Test the web service
If you have completed all the above steps, it is time to run some tests to see if the web service is running properly. To see if the web service is working, open a browser on the machine where it is installed. Type the following url into the browser where ‘portNo’ is the port number specified on the IIS binding. If you are using port 443 you can skip the colon and the port number entirely as 443 is assumed when no port is specified.
https://localhost:portNo/ClientPay/getdata
You will probably need to click through a certificate error. This is expected, so click through it. As this is the first time the service is being contacted, the call may take a little while (10-20 seconds, possibly). If everything is working, you should see a short string of json data in the browser. Alternatively, you might be prompted to download this data. If you are, do download it and then you should be able to see the json data in notepad. Either of these outcomes means the web service is installed properly. If you do not get the data, it means something is still not right. If this is the case, you will hopefully see an error message that gives you a clue as to what still needs to be done.
Test the database connection
If you got the json data from the first test, it is time to test the database connection. Use this url:
https://localhost:portNo/ClientPay/getaccounts
This call retrieves the accounts in your system. If there is a problem connecting to the database, it should also display the error instead. If you do get an error, SQL errors are often explicit enough to help you find whatever the problem is. The more generic sounding errors usually indicate that the web service is not finding your SQL Server instance. If that is the case, there is probably something off in the connection string – perhaps the server has the wrong name or IP address, or maybe you do have a named instance after all.

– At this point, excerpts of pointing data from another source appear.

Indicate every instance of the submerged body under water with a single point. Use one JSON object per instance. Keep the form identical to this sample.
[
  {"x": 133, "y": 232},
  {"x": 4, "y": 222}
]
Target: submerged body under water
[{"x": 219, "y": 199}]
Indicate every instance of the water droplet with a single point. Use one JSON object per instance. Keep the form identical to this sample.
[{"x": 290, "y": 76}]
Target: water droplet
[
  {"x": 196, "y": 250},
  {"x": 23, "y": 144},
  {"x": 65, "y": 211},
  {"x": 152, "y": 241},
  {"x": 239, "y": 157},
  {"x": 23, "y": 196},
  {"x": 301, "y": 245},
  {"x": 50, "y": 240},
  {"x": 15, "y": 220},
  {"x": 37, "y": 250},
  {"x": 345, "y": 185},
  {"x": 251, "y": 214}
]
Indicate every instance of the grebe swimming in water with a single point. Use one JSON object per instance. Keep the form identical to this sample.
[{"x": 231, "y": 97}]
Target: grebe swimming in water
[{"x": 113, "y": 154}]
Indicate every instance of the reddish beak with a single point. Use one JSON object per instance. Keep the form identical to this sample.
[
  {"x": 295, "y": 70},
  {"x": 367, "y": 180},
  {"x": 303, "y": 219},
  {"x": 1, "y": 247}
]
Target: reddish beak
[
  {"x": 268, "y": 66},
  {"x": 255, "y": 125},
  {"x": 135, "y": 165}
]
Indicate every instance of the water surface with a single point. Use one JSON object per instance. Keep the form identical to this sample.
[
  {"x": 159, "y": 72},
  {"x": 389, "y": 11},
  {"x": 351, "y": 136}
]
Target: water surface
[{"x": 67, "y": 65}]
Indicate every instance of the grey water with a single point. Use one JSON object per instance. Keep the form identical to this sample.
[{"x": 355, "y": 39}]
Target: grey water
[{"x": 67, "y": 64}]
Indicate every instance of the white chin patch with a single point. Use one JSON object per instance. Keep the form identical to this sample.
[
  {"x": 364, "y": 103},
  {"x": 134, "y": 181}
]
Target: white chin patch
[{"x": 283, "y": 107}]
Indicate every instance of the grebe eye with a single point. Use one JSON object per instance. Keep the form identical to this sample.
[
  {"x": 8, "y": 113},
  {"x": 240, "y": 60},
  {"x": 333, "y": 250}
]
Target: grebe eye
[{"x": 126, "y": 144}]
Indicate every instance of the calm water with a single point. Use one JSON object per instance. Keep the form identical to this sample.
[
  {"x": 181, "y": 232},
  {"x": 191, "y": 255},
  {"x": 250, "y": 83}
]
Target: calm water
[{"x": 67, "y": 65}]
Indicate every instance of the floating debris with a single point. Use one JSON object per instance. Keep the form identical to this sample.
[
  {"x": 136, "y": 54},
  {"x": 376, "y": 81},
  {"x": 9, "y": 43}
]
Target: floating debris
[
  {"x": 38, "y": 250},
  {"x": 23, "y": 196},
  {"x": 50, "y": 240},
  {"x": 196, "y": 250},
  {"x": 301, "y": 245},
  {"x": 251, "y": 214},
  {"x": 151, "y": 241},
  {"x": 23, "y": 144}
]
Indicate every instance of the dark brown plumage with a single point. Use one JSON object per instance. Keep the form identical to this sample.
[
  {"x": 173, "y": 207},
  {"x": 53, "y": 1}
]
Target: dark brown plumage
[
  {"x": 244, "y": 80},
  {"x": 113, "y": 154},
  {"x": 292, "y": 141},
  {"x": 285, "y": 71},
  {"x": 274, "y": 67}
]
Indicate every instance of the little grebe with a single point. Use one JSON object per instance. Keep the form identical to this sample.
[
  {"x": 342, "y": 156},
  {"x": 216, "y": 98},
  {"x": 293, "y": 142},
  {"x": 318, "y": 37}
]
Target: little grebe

A successful call to this endpoint will look something like this:
{"Accounts":[{"AccountNumber":"6459876","IsTrust":false,"AccountDescription":"Chase Bank","AccountIndex":2,"AccountPK":null},{"AccountNumber":"12-998876","IsTrust":true,"AccountDescription":"Chase Trust Bank - USA","AccountIndex":5,"AccountPK":null}],"ErrorMessage":null}
Your data will look different but as long as you see accounts in there, it is working and you are ready for LawPay Link support staff to test the connection from our Production servers.